Pressures on education The Israelis are doing little to support the education of Palestinians in the city – they have built no new schools and permitted the building of no new classrooms for Palestinians since 1967, and the crowded schools have poor or no access to playgrounds. They are also working on the Palestinian curriculum for Jerusalemites to cut them off from the West Bankers, censoring their school books and not allowing the Palestinian education authority a role. They will not recognise degrees given by the Al Quds University and they have forbidden the Al Quds Open University to operate within the city at all.

Threats to Muslim and Christian holy places For Palestinians, this all seems like a plan going into place, step by step, push by push.  Just as their important mosque in Hebron (Khalil) was partitioned following the shootings of Palestinians at prayer by the Zionist Baruch Goldstein in 1992, so now the possibility of losing the Al Aqsa is becoming real. Now members of the Knesset and Israeli radical parties are talking of ending the ‘athan’ (call to prayer) after hundreds of years; sometimes the mosque is shut when people want to pray.  Newly, radical Israeli settlers have taken to entering the mosque to pray in it and they talk of taking over, partitioning or even destroying the old mosque which is very holy to Muslims.

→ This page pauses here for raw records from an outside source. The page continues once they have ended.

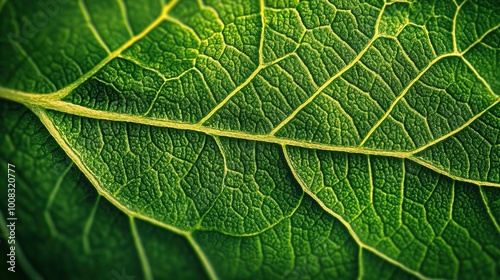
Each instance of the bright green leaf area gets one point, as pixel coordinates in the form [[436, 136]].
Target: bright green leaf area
[[265, 139]]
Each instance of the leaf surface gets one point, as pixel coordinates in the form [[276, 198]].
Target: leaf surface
[[269, 139]]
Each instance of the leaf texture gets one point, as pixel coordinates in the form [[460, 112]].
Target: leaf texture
[[264, 139]]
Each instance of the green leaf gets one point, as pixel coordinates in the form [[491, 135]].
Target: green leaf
[[264, 139]]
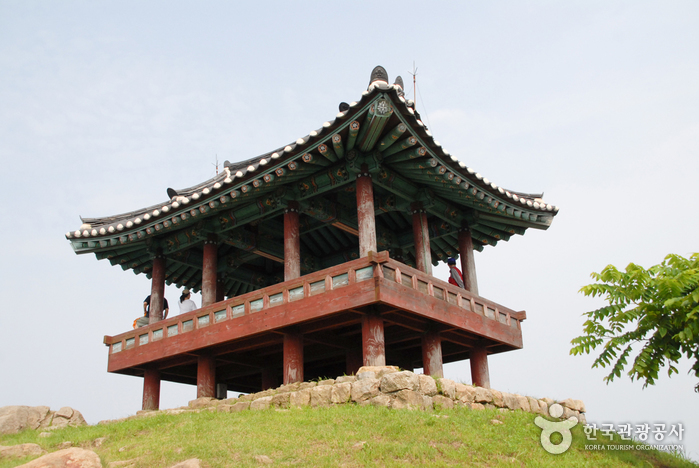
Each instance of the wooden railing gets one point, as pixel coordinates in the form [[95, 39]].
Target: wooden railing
[[339, 276]]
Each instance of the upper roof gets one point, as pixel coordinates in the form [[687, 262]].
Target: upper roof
[[242, 206]]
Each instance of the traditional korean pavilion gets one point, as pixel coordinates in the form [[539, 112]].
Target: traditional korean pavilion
[[316, 258]]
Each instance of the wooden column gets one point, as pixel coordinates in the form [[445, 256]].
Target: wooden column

Christians are also upset by the Israeli disruption of pilgrimage routes that connect to the West Bank (Bethlehem, Bethany/ Aizariyeh). The Church of the Holy Sepulchre has also been complaining at Israeli plans for new, high taxes.  

Dangers of Jerusalem

The tiny streets of the old city and the area around it are full of soldiers and armed settlers as well as the underlying tension described above. It is a dangerous place to be Palestinian and particularly a young boy; a large number of the shootings and killings in the past few years have taken place in the old city and its neighbourhoods.

Trump’s US embassy move In May 2018, 70 years after the Palestinian Nakba, Trump (against protests from all over the world) took the controversial step of moving the US Embassy to Jerusalem, clearly accepting the Israeli claim on the city and ignoring the importance of the city to the Palestinians. This move will be remembered for the terrible slaughter that surrounded it – the protestors killed from the day that he announced it and in particular the slaughter of unarmed demonstrators in Gaza by Israeli snipers – well over 100 killed and thousands injured and disabled.

Abu Dis cannot be a capital city! The threatened American peace plan, following hard on the heels of the embassy move, is rumoured to be proposing that the Palestinians should accept Abu Dis (Jerusalem suburbs) as their capital and give up their claim on Jerusalem itself. For Palestinians, that cannot be more than a sour joke or a trick: there is no way that the tiny town of Abu Dis, in no sense a city, could replace on any level the historic capital with its deep social, architectural and religious significance.